With this in mind, it’s important to appoint an executor (or group of executors) that would have both the knowledge and the sensitivity to manage the digital elements of your estate.
You might wish to appoint multiple executors with the intention of certain executors dealing with traditional assets and others dealing with digital ones. In most cases, this separation of duties would be an informal arrangement to be discussed directly with the individuals in question. If you wanted to formalise these roles in your Will, you could talk to an experienced solicitor about doing so.
In addition to formally appointing executors in your Will, we also recommend nominating trusted individuals to take responsibility for your social media accounts after your death. Facebook allows you to add a ‘Legacy Contact’ who would have the ability to remove your account or manage it as a memorial page. Similarly, Google allows you to set an Inactive Account Manager.
Making your wishes known
It’s not unusual for individuals to have strong feelings about what should happen to their digital assets in the event of their death. This is particularly likely to be the case with social media accounts and online profiles. Some people might want their accounts to be swiftly removed while others may wish for their profiles to be memorialised.
Depending on the nature of the request, it may be possible to incorporate instructions into a Will itself. In most cases, however, these sorts of instructions should be included in a Letter of Wishes to be stored alongside your Will.

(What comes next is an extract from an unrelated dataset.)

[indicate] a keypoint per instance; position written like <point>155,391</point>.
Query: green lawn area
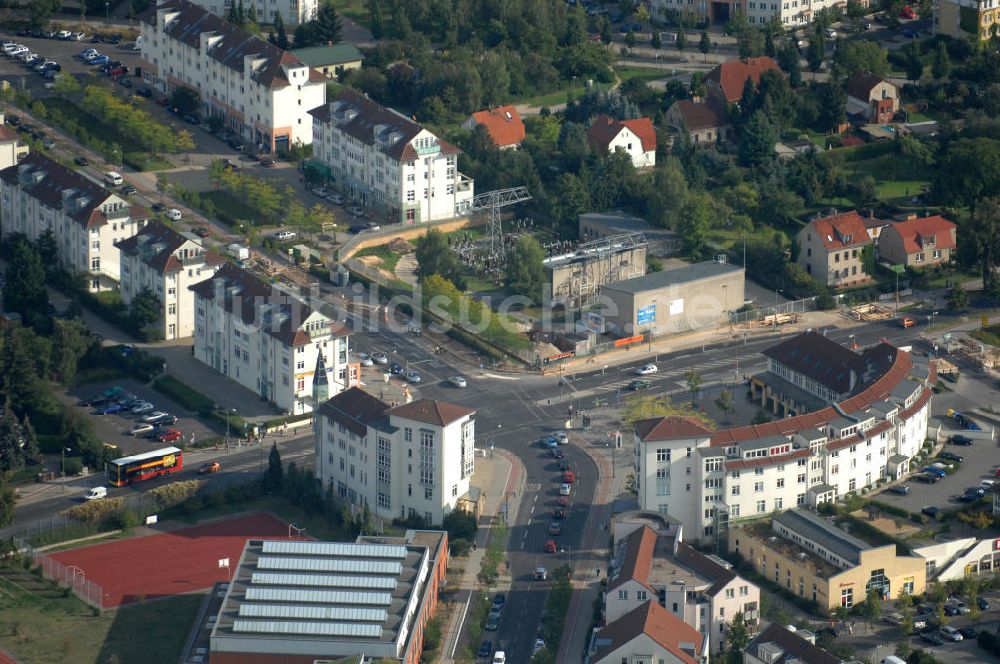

A Letter of Wishes is a document that allows an individual to set out their wishes for their estate after death. Unlike a Will, a Letter of Wishes is not legally binding, so it’s important to choose executors you can trust to respect your wishes. It’s also important to note that a Letter of Wishes does not become a public document after probate – unlike a Will– and so is a more appropriate place to share personal wishes and confidential log in information.